A biodiversity hotspot is a biogeographic region with significant levels of biodiversity that is threatened by human habitation.[1][2] Norman Myers wrote about the concept in two articles in The Environmentalist in 1988 [3] and 1990,[4] after which the concept was revised following thorough analysis by Myers and others into “Hotspots: Earth’s Biologically Richest and Most Endangered Terrestrial Ecoregions”[5] and a paper published in the journal Nature, both in 2000.[6]

To qualify as a biodiversity hotspot on Myers' 2000 edition of the hotspot map, a region must meet two strict criteria: it must contain at least 1,500 species of vascular plants (more than 0.5% of the world's total) as endemics, and it has to have lost at least 70% of its primary vegetation.[6] Globally, 36 zones qualify under this definition.[7] These sites support nearly 60% of the world's plant, bird, mammal, reptile, and amphibian species, with a high share of those species as endemics. Some of these hotspots support up to 15,000 endemic plant species, and some have lost up to 95% of their natural habitat.[7]

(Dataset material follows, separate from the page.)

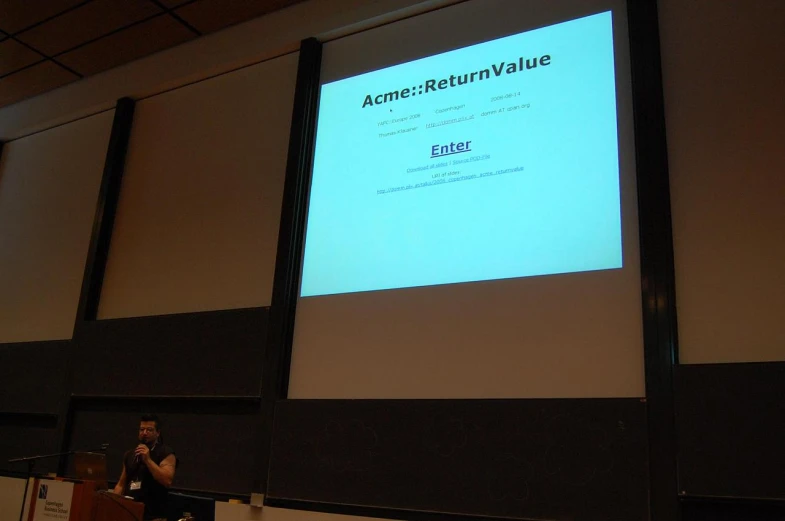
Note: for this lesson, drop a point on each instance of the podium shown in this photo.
(59, 499)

Biodiversity hotspots host their diverse ecosystems on just 2.4% of the planet's surface.[2] Ten hotspots were originally identified by Myer;[1] the current 36 used to cover more than 15.7% of all the land but have lost around 85% of their area.[8] This loss of habitat is why approximately 60% of the world's terrestrial life lives on only 2.4% of the land surface area. Caribbean Islands like Haiti and Jamaica are facing serious pressures on the populations of endemic plants and vertebrates as a result of rapid deforestation. Other areas include the Tropical Andes, Philippines, Mesoamerica, and Sundaland, which, under the current levels at which deforestation is occurring, will likely lose most of their plant and vertebrate species.[9]

Hotspot conservation initiatives

Only a small percentage of the total land area within biodiversity hotspots is now protected. Several international organizations are working to conserve biodiversity hotspots.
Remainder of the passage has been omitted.